[whatwg] RWD Heaven: if browsers reported device capabilities in a request header

Boris Zbarsky bzbarsky at MIT.EDU
Mon Feb 6 08:58:55 PST 2012

On 2/6/12 11:27 AM, Matthew Wilcox wrote:
> I disagree. Screen size is at times *exactly* what is needed, as it *is*
> constant throughout the experience.

No.  It's just not, for at least two reasons:

1)  Screen sizes are reported to the page in CSS pixels, and the number 
of CSS pixels per device pixel is not an invariant (e.g. it changes on 
zoom in some browsers).

2)  Devices (including laptops) can be docked and otherwise have 
external screens connected to them.

Point 1 above means that the user zooming your page will change the 
"screen size" as perceived by the page.

> *Viewport* size is what we shouldn't be using

Viewport size has the additional constraint that viewports can also be 
resized by users.  But you shouldn't be "using" any of these.  Depending 
on what you're "using" it for, of course...  What _are_ you trying to 
use it for?

> The problem with using viewport instead of device size is client-side
> caching. It completely breaks things. As follows:
> 1) The user requests the site with a viewport at less than the device
> screen size.
> 2) The user browses around for a bit on a few pages.
> 3) The user maximises their browser.
> 4) All of the images now in the browser cache are too small.
> How does the client know to re-request all those pre-cached images,
> without making an arduous manual JS-reliant cache manifest? Or without
> turning off caching entirely?

If we posit that we're putting the viewport size information in an HTTP 
header, a server would simply send the appropriate Vary header in its 
response.  Then the client would know that its cached content is no 
longer valid if the request header it's about to send doesn't match what 
it sent when it received the cached content.  So this is not a problem 
per se.

The problem, again, comes with viewport and screen size changes while a 
page is loaded, not across page navigations.

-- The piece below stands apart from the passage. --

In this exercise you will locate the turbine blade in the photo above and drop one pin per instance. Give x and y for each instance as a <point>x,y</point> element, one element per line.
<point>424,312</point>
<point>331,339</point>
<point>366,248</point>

> The solution is to send an image that is as large as the device will
> ever need

Whatever that means.  How would you even determine this?

> Yes, this isn't ideal, but it solves the problem and it solves it very
> well for small devices whilst maintaining client-side caching. There's
> very little difference in file weight between an image 320px wide and
> one 480px wide, so the overhead of supporting landscape even if you're
> currently only at portrait isn't anywhere near as great as un-negotiated
> content.

Except you get screwed (or more precisely show a crappy grainy image) if 
the user actually zooms in on their device, no?